Plaintiffs argument cannot succeed. As defendant notes, information about possible irregularities in the Navy’s drug testing program (during the period 1983 through 1984) has been publically available for over 25 years. Indeed, as defendant points out, plaintiffs own complaint is rife with press reports and other published documents dating from as early as 1981 describing the purported problems with the Navy’s urinalysis program during that time period.
Given the extensive public exposure of the shortcomings in the Navy’s drug testing program, plaintiffs own alleged lack of knowledge is irrelevant. With the means of knowledge so close at hand, plaintiff cannot plausibly argue that the Navy concealed the facts necessary to alert him to the possible invasion of his legal rights and the need to file suit within the court’s six-year limitations period.
C.
In addition to the arguments discussed above, plaintiff has also raised arguments concerning alleged deficiencies in the proceedings before the BCNR. We do not reach these issues. As we have noted, a claim for back pay based on allegations of erroneous discharge accrues at the time of discharge and must be brought here within six years of the date of discharge. A service member who elects to pursue relief on such a claim before a correction board does not thereby acquire a new and separate cause of action based on the correction board’s decision. Martinez, 333 F.3d at 1311. Rather, the service member’s claim remains a claim for back pay based on the provisions of the Military Pay Act, 37 U.S.C. § 204(a), and as such is subject to this court’s six-year statute of limitations. Consequently, claims of error relating to a correction board’s decision involving a claim for back pay may be heard here only if raised within six years of the service member’s discharge. The asserted errors that plaintiff ascribes to the 1999 and 2003 decisions of the BCNR are as untimely as his basic claim for back pay; we therefore can hear neither.

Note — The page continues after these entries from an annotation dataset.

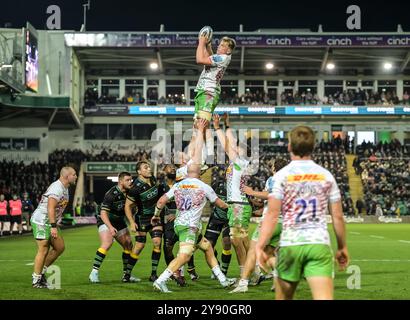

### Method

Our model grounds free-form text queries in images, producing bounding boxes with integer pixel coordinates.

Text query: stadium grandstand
[0,23,410,298]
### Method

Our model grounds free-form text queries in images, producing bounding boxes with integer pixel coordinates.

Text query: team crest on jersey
[287,173,326,183]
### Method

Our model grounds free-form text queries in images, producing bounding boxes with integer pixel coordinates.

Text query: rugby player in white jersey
[213,114,252,274]
[152,119,235,292]
[31,167,77,288]
[256,126,349,300]
[230,159,288,293]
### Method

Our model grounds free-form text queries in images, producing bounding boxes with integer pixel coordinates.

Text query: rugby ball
[198,26,214,42]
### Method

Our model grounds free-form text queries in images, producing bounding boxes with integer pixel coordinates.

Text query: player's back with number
[167,178,217,228]
[272,160,341,246]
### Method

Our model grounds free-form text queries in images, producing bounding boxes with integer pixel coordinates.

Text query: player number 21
[295,198,316,223]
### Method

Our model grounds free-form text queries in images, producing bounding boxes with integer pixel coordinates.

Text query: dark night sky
[0,0,410,32]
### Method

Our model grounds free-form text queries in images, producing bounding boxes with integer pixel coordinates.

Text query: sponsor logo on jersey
[287,173,326,183]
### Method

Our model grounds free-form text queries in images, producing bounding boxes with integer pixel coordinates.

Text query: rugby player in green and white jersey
[194,36,236,121]
[31,167,77,289]
[256,126,349,300]
[152,164,235,292]
[230,159,288,293]
[213,114,252,274]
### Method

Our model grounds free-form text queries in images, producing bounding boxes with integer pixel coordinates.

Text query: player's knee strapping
[93,248,108,270]
[135,235,147,243]
[122,250,131,271]
[150,229,163,238]
[178,243,195,256]
[198,238,211,251]
[229,227,248,239]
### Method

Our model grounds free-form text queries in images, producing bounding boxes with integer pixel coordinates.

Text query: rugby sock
[93,248,107,270]
[188,255,195,272]
[164,246,175,265]
[151,248,161,273]
[32,272,41,284]
[238,279,249,287]
[212,265,226,283]
[221,250,232,274]
[41,266,47,274]
[125,252,139,274]
[122,250,131,272]
[157,268,172,282]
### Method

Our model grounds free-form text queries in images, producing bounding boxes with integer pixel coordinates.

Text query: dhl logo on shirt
[179,184,198,189]
[288,173,325,183]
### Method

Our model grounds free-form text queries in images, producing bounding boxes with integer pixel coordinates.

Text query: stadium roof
[66,29,410,77]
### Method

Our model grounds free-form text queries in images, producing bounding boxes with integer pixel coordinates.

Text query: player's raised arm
[329,200,349,270]
[124,197,137,232]
[196,36,212,66]
[47,197,58,239]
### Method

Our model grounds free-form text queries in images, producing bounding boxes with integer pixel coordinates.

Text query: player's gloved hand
[50,228,58,239]
[130,222,138,233]
[213,113,220,130]
[224,112,231,127]
[109,227,117,237]
[242,186,253,196]
[336,247,349,271]
[196,119,208,132]
[151,216,160,226]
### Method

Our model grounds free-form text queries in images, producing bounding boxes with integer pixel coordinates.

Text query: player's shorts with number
[228,203,252,229]
[174,225,201,245]
[252,223,282,248]
[194,90,219,116]
[276,244,334,282]
[31,221,51,240]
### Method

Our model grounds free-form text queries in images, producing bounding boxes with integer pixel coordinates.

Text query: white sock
[212,265,226,283]
[239,266,244,277]
[238,279,249,287]
[41,266,47,274]
[157,269,173,282]
[32,272,41,283]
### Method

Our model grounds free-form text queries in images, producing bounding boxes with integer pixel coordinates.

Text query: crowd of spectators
[84,88,410,106]
[211,138,356,216]
[353,140,410,216]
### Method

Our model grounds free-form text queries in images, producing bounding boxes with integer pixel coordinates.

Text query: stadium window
[26,139,40,151]
[84,123,108,140]
[147,80,159,106]
[298,80,317,94]
[220,80,239,104]
[100,79,120,103]
[123,79,145,104]
[165,80,186,104]
[0,138,11,150]
[108,124,131,140]
[325,80,343,96]
[403,80,410,104]
[245,80,264,94]
[11,138,26,151]
[377,80,397,94]
[132,123,157,140]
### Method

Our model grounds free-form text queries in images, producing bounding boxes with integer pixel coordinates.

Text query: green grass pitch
[0,224,410,300]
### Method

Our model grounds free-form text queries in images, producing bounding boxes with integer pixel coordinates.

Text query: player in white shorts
[214,114,252,274]
[31,167,77,288]
[256,126,349,300]
[152,165,235,292]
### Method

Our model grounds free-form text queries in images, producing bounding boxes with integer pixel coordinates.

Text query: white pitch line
[351,259,410,262]
[370,235,384,239]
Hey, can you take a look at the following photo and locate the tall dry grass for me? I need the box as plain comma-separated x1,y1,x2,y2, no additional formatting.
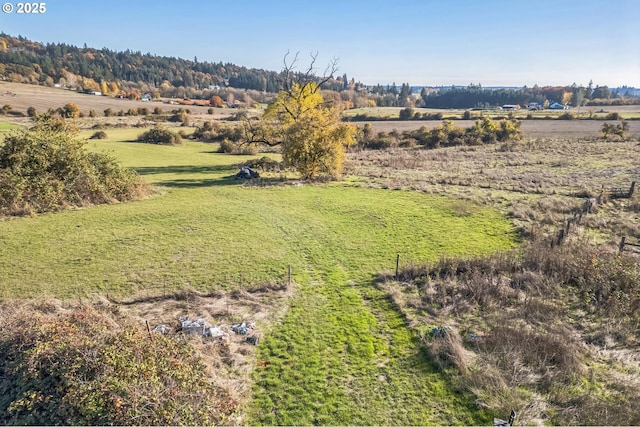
380,241,640,424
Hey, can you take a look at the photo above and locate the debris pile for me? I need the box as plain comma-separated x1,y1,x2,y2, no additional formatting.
151,316,259,345
236,166,260,179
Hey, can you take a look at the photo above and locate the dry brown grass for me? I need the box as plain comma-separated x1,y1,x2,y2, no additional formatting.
0,82,236,123
345,138,640,247
379,241,640,425
0,286,293,425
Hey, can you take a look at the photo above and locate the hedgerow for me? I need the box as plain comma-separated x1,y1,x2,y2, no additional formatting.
0,306,237,425
0,115,148,215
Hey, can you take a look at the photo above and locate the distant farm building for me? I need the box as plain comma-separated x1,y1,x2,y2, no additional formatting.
549,102,569,110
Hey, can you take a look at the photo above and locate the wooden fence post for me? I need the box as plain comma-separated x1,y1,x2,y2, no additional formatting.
620,236,627,253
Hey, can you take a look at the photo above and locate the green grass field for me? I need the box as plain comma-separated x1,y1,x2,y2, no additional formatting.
0,130,516,425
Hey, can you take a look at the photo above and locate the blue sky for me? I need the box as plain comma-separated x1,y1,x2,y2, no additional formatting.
0,0,640,87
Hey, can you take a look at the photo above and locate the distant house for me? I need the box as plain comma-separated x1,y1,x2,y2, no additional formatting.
549,102,569,110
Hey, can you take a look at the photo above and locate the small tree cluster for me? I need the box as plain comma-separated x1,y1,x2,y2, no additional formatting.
602,120,629,140
419,117,521,148
0,306,237,425
191,121,243,143
0,116,147,215
138,125,182,145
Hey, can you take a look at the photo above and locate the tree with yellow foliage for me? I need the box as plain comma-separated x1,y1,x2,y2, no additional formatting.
245,55,356,179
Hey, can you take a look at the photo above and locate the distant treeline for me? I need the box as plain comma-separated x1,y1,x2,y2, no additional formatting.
0,33,640,109
0,33,345,96
420,83,640,108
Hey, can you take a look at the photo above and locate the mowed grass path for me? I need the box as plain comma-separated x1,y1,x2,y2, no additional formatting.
0,135,514,425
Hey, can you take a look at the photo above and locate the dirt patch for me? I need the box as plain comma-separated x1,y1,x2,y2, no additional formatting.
362,118,640,138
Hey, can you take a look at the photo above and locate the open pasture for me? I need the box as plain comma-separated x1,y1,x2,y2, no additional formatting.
0,134,516,424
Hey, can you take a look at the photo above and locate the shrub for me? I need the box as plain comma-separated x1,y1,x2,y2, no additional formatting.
558,112,576,120
0,306,237,425
243,156,283,172
89,130,107,139
218,139,258,155
62,102,80,119
398,107,414,120
138,126,182,145
0,116,147,215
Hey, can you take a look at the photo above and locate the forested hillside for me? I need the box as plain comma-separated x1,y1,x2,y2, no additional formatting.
0,33,342,97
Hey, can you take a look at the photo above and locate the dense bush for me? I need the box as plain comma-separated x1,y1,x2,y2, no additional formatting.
138,126,182,145
390,241,640,425
218,139,258,155
0,306,237,425
0,116,147,215
191,121,242,142
89,130,107,139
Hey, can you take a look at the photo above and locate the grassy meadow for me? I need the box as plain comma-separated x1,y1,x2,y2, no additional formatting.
0,129,517,425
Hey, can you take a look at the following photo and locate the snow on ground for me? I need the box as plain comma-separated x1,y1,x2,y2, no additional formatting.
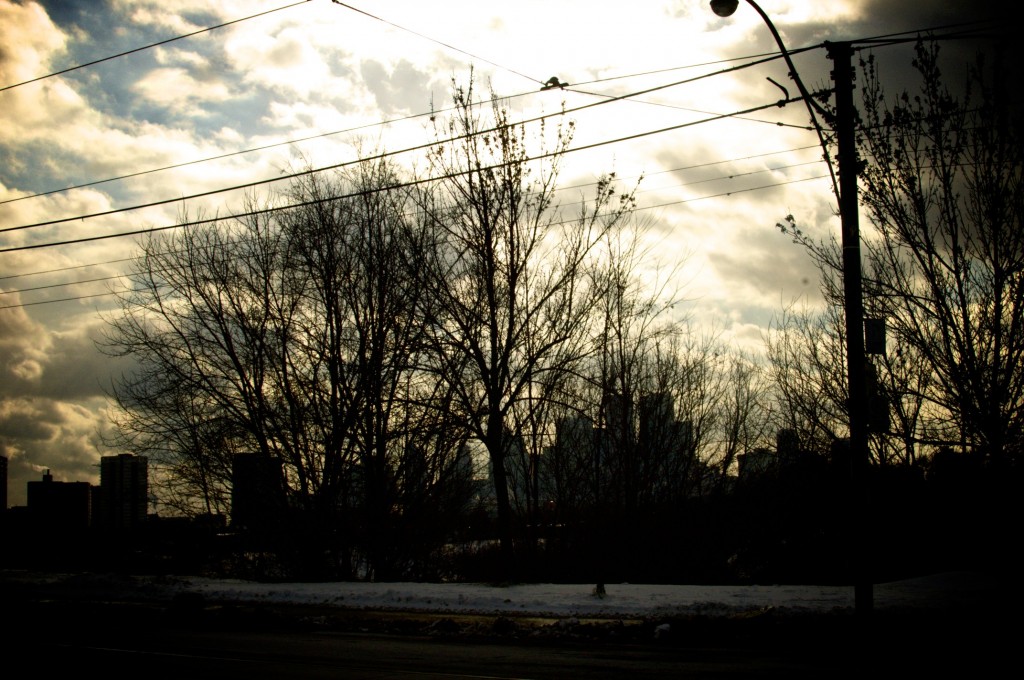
181,572,997,619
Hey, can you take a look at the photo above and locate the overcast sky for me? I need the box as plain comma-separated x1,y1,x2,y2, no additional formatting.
0,0,1013,505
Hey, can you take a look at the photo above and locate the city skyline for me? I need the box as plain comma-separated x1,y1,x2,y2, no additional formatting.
0,0,996,505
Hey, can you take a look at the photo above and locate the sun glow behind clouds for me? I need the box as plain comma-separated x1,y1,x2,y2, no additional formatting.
0,0,991,504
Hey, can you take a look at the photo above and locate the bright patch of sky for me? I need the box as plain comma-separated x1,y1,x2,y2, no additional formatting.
0,0,1007,505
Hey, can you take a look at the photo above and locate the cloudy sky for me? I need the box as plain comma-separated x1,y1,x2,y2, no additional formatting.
0,0,1009,505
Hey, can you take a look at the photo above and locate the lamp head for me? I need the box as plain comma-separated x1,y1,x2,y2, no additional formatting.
711,0,739,16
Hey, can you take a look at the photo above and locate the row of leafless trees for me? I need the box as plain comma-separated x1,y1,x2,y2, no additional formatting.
99,42,1024,579
767,41,1024,469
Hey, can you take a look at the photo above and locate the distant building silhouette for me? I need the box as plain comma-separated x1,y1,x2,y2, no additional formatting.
94,454,150,532
27,470,92,535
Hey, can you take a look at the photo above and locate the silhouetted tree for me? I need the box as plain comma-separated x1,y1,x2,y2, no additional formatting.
411,82,632,576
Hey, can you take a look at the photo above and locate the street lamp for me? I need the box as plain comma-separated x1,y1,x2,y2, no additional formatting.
711,0,873,614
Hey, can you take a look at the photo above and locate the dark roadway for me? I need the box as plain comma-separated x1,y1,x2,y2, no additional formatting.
6,579,1021,680
3,593,1018,680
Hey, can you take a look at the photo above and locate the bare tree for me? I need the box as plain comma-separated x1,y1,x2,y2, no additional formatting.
774,41,1024,463
411,82,631,576
861,41,1024,460
108,156,469,578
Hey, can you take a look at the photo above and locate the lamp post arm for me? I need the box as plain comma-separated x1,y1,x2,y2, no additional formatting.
746,0,843,202
746,0,831,121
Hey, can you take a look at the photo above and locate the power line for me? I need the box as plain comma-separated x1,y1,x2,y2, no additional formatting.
331,0,543,84
0,144,820,284
0,0,309,92
0,52,794,205
0,46,806,236
0,97,827,253
0,175,828,309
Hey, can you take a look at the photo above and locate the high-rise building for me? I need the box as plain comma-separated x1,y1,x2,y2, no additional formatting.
94,454,150,532
26,470,92,535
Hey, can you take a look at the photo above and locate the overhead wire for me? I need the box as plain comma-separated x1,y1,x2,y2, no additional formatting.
0,0,309,92
331,0,544,85
0,144,819,288
0,175,828,309
0,49,801,236
0,97,823,253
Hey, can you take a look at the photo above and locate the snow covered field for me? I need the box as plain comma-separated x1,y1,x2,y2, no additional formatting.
178,572,999,619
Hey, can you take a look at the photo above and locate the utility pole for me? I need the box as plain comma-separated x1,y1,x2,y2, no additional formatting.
710,0,873,619
826,42,873,614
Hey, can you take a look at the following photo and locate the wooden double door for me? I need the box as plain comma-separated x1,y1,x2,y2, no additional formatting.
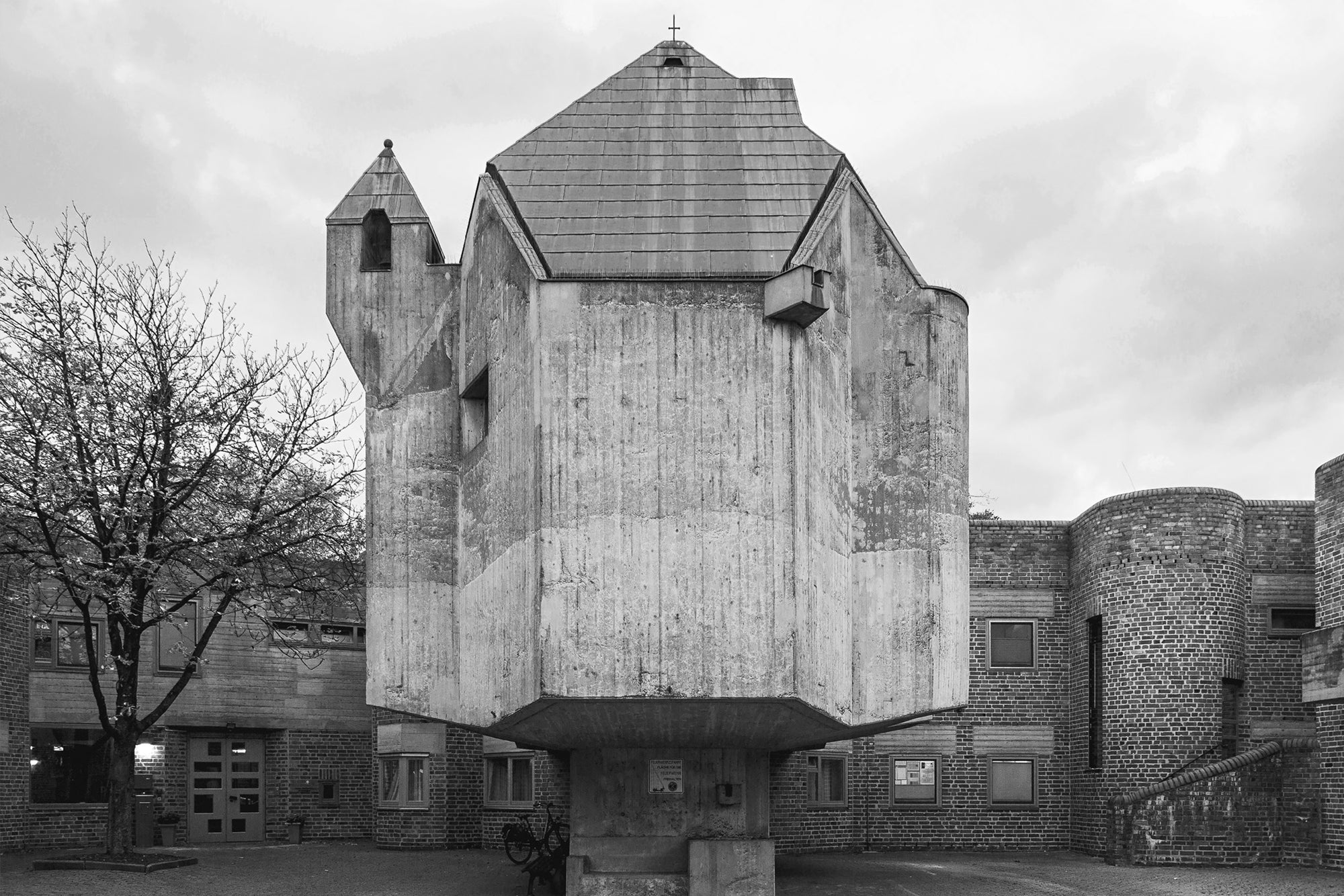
187,736,266,844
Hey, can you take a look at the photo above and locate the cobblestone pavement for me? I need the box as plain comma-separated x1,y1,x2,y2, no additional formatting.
0,841,1344,896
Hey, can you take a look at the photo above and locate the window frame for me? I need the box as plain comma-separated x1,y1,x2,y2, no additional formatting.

We are mindful of the fact that plaintiff is a pro se litigant whose incomplete understanding of the law may have resulted in deficiencies in his pleadings that justice and fairness would require us to ignore. Forshey v. Principi, 284 F.3d 1335, 1357 (Fed. Cir. 2002) (citing Hughes v. Rowe, 449 U.S. 5, 101 S.Ct. 173, 66 L.Ed.2d 163 (1980), for the proposition that “the pleadings of pro se litigants should be held to a lesser standard than those drafted by lawyers when determining whether the complaint should be dismissed for failure to state a claim”). But generosity in the reading of a pro se claimant’s complaint may not go so far as to allow us to find in the alleged facts a basis for jurisdiction where, as here, it is so plainly missing. Kelley v. Secretary, U.S. Dep’t of Labor, 812 F.2d 1378, 1388 (Fed. Cir. 1987) (holding that “where the question is the calculation of the time limitations placed on the consent of the United States to suit, a court may not ... take a liberal view of that jurisdictional requirement and set a different rule for pro se litigants only”).
CONCLUSION
For the reasons set forth above, plaintiffs demand for disability retirement pay is dismissed for lack of subject matter jurisdiction; defendant’s motion to dismiss for lack of timeliness is granted with respect to all other demands set forth in the complaint. The Clerk is directed to enter judgment accordingly.